His original death certificate said he had died from acute respiratory failure. “In the investigation it was established that some of this could be due to ‘something in the air’,” says Kissi-Debrah. None of the medical experts consulted had mentioned the possibility that air pollution had caused Ella’s syncope. That possibility came to light only after a local newspaper reader contacted Kissi-Debrah and suggested she check the air pollution levels on the day Ella died. In fact, that day the levels of nitrogen dioxide caused by traffic on the congested South Circular Road, near where they lived, had far exceeded the established limits.
With the help of her lawyer, Kissi-Debrah applied to the High Court to quash the verdict of the first inquest and request a second one, which was granted. “My lawyer, Jocelyn, charted out all the times Ella had been admitted to hospital and then got the data from monitors near the house,” recalls Kissi-Debrah. The pattern was clear: there had been a spike in air pollution before Ella suffered a coughing syncope. “Twenty-seven times out of 28. As far as I’m concerned, that’s scientifically significant.” They also showed that, on average, carbon dioxide emissions and particulate levels in Lewisham far exceeded World Health Organisation (WHO) guidelines.

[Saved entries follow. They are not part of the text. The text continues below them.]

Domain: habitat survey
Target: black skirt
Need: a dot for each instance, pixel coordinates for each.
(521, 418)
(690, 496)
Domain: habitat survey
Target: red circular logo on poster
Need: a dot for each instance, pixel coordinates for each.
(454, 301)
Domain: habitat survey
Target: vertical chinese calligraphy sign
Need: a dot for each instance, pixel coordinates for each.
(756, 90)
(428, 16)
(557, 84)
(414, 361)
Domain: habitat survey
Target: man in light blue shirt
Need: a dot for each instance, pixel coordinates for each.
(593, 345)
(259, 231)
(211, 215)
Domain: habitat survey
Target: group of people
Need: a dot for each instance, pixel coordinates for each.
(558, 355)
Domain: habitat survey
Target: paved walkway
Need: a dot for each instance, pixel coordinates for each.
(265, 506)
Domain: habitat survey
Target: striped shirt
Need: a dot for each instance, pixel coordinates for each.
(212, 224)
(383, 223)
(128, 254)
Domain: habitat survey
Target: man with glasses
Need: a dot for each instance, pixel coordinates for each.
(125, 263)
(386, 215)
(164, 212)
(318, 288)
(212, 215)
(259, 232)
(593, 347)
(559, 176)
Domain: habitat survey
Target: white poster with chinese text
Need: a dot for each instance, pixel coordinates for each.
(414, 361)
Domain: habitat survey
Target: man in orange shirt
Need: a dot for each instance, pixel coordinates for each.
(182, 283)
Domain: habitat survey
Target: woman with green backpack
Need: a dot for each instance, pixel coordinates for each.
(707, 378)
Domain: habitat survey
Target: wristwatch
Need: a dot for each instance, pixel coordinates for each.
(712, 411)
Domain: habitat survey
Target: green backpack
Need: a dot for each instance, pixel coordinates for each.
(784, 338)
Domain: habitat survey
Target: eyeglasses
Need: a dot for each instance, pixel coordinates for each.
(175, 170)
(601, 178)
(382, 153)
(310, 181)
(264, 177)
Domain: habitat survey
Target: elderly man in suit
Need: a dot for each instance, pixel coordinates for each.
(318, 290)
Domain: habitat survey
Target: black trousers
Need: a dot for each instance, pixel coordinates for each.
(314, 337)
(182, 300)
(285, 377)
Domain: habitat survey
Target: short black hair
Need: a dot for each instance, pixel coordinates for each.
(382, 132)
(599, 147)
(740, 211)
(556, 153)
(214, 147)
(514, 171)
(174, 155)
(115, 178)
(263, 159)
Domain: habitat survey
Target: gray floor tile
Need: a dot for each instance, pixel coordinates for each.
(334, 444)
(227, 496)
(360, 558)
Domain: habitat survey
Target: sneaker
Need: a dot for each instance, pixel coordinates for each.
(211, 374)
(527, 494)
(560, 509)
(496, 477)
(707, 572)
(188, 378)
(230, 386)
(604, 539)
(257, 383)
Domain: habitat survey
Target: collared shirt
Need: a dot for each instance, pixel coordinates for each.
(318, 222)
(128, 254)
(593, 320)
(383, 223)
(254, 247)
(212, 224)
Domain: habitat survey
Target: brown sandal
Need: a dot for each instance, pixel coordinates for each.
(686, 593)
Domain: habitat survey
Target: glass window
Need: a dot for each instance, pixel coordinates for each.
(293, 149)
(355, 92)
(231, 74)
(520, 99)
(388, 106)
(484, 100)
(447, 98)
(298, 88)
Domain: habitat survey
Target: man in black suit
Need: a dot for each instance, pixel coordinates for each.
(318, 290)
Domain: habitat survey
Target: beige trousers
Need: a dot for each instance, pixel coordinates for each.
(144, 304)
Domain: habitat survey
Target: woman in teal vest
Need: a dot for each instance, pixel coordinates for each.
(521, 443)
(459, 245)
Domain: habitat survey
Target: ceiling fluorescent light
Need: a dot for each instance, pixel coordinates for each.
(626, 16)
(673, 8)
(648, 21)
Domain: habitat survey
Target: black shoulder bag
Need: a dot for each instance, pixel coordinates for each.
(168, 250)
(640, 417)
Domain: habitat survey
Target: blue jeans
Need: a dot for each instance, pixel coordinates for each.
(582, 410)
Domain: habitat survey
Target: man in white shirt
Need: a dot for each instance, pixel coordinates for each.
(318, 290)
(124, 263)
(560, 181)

After nine days of deliberations, the investigation concluded that “She died of asthma contributed by exposure to excessive air pollution.” She added: “Her mother was not informed about the health risks of air pollution and its potential to exacerbate her asthma. If she had been given this information, she would have taken steps that could have prevented Ella’s death.” The cause of death listed on Ella’s death certificate was changed. To date, she remains the only person in the world to have air pollution on her death certificate.
Given the evidence from the investigation, the coroner also issued a Future Death Prevention Reportwhich contained a number of recommendations, such as ensuring that national air pollution levels were in line with WHO guidelines, that the public in England and Wales were aware of the risks of air pollution and that healthcare professionals were educated about the health impacts of air pollution and informed patients accordingly.
“The coroner considered that other children were at risk of dying,” says Kissi-Debrah. “In fact, he made it very clear that unless the air was cleaned up, more children would die.”
At the moment, 600,000 children die around the world every year from breathing contaminated air. Only in London, a quarter of a million Children suffer from asthma. “The only time in this country that no child died from asthma was during the first lockdown,” Kissi-Debrah says. Ten years after her daughter’s death, she continues to campaign for the legal right to clean air. As part of her campaign, she is lobbying for the passage of the Clean Air Bill in the UK, also known as Ella’s Law – a parliamentary bill establishing the right to breathe clean air.
“We have a right to clean air, and it is the government’s duty to clean up the air and ensure that the UK’s targets are in line with the WHO’s targets, which they are not at present,” he says. “This is not a party political issue. This is about our health. This is about our future.”
This article appears in the July/August 2024 issue of UK WIRED Magazine.